Advanced Micro Devices, Inc. (AMD) is soaring on buyout rumors
Advanced Micro Devices, Inc. (NASDAQ:AMD) has surged 5.7% on unconfirmed rumors that a Chinese tech firm may be considering a buyout. Option bulls are responding in force, with calls flying off the shelves at 12 times the usual intraday pace, and outstripping puts 44,000 contracts to 30,000. Short-term strikes are in focus, too, based on a 12.8% rise in the stock's 30-day at-the-money implied volatility -- now at 50.6%.
Based on data from Trade-Alert, buy-to-open activity is transpiring at the weekly 1/30 2.50-strike call. More than 14,600 contracts have crossed the tape at this now in-the-money strike -- more than any other AMD option -- as traders wager on an extended advance north of $2.50 through Friday's close, when the weekly series expires.

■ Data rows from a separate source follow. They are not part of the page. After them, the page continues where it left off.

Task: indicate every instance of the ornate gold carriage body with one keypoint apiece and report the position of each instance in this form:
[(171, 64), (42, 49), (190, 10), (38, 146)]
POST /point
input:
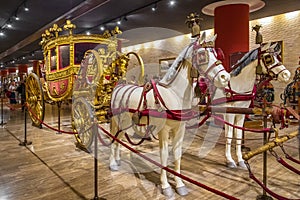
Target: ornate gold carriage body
[(81, 67)]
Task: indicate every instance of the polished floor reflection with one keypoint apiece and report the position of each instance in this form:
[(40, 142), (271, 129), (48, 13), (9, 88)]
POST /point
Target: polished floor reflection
[(52, 168)]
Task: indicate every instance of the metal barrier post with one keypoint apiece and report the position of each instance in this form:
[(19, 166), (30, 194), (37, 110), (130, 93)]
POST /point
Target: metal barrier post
[(58, 106), (2, 115), (298, 94), (25, 142), (264, 196)]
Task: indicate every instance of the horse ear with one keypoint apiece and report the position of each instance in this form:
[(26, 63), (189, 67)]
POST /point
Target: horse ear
[(213, 39), (202, 38), (266, 46), (276, 47)]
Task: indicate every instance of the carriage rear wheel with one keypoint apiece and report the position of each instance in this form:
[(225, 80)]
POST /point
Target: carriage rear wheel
[(83, 121), (35, 99), (90, 72)]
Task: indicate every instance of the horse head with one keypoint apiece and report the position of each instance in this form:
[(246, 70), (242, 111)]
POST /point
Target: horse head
[(207, 60), (270, 61)]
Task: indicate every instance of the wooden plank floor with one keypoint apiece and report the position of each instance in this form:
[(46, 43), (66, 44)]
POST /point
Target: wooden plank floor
[(52, 168)]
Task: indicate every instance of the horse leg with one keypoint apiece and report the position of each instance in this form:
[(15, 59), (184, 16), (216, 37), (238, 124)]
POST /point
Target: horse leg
[(164, 154), (177, 152), (239, 135), (228, 134)]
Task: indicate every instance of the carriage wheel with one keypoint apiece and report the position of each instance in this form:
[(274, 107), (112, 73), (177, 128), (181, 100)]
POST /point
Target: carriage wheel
[(82, 113), (82, 122), (141, 79), (35, 99)]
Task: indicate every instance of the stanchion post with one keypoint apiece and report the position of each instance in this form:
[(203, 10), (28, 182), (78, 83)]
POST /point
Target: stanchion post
[(25, 142), (2, 96), (298, 94), (58, 114), (264, 196), (95, 131)]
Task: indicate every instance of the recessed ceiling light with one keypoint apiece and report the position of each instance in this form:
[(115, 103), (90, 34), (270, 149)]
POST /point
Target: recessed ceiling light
[(171, 3)]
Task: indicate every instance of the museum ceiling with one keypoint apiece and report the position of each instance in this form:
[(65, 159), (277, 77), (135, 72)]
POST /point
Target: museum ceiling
[(139, 22)]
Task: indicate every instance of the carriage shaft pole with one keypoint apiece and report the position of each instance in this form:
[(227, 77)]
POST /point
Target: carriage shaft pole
[(269, 145), (237, 110)]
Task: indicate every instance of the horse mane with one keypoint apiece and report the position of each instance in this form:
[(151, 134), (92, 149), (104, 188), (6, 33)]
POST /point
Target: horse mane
[(173, 71), (244, 61), (180, 62)]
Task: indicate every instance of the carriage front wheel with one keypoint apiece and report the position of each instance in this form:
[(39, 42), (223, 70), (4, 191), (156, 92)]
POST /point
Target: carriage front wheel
[(35, 99)]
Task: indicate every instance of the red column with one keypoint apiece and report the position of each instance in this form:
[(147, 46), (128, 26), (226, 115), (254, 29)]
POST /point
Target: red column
[(232, 27)]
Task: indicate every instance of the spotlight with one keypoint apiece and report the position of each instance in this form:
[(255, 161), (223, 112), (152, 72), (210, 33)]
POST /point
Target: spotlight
[(171, 3), (26, 7), (17, 18), (154, 7), (8, 25)]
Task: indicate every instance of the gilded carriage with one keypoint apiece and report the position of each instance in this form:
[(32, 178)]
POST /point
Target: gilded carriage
[(79, 67)]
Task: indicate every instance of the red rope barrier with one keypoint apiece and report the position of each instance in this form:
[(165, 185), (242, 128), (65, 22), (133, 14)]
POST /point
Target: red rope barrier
[(288, 156), (283, 163), (265, 188), (168, 169)]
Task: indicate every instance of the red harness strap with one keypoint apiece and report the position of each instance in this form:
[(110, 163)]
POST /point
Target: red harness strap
[(181, 115)]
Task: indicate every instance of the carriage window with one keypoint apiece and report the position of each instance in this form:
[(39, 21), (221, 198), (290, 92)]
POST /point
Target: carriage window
[(64, 56), (53, 60), (80, 49)]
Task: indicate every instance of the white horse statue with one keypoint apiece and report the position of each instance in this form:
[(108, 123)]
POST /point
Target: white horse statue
[(166, 102), (241, 91)]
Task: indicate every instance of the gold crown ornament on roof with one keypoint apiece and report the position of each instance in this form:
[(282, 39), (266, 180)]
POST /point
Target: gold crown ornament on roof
[(193, 22), (53, 34)]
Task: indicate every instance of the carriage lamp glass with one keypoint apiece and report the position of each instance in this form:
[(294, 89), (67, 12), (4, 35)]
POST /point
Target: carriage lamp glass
[(268, 60)]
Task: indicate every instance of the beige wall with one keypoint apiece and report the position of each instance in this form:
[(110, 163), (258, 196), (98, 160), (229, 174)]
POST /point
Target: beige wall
[(283, 27)]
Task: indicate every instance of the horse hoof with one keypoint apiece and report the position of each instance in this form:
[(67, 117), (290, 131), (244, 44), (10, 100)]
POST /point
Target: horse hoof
[(118, 162), (231, 165), (182, 191), (168, 192), (114, 168), (242, 165)]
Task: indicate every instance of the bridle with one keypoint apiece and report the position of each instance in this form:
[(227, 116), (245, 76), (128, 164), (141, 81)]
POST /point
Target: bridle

Today's call-skewed session represents a break from the prevailing trend. During the last two weeks at the International Securities Exchange (ISE), Chicago Board Options Exchange (CBOE), and NASDAQ OMX PHLX (PHLX), speculators have bought to open nearly eight AMD puts for every call. The resultant put/call volume ratio of 7.65 sits just 4 percentage points from a 12-month peak.
In like manner, the stock's Schaeffer's put/call open interest ratio (SOIR) of 3.41 outstrips 98% of comparable readings from the last year. In other words, short-term traders have rarely preferred puts over calls more strongly than they do now.
This is understandable, given Advanced Micro Devices, Inc.'s (NASDAQ:AMD) longer-term technical struggles. Year-over-year, the stock has lost nearly one-quarter of its value, and was last seen at $2.59.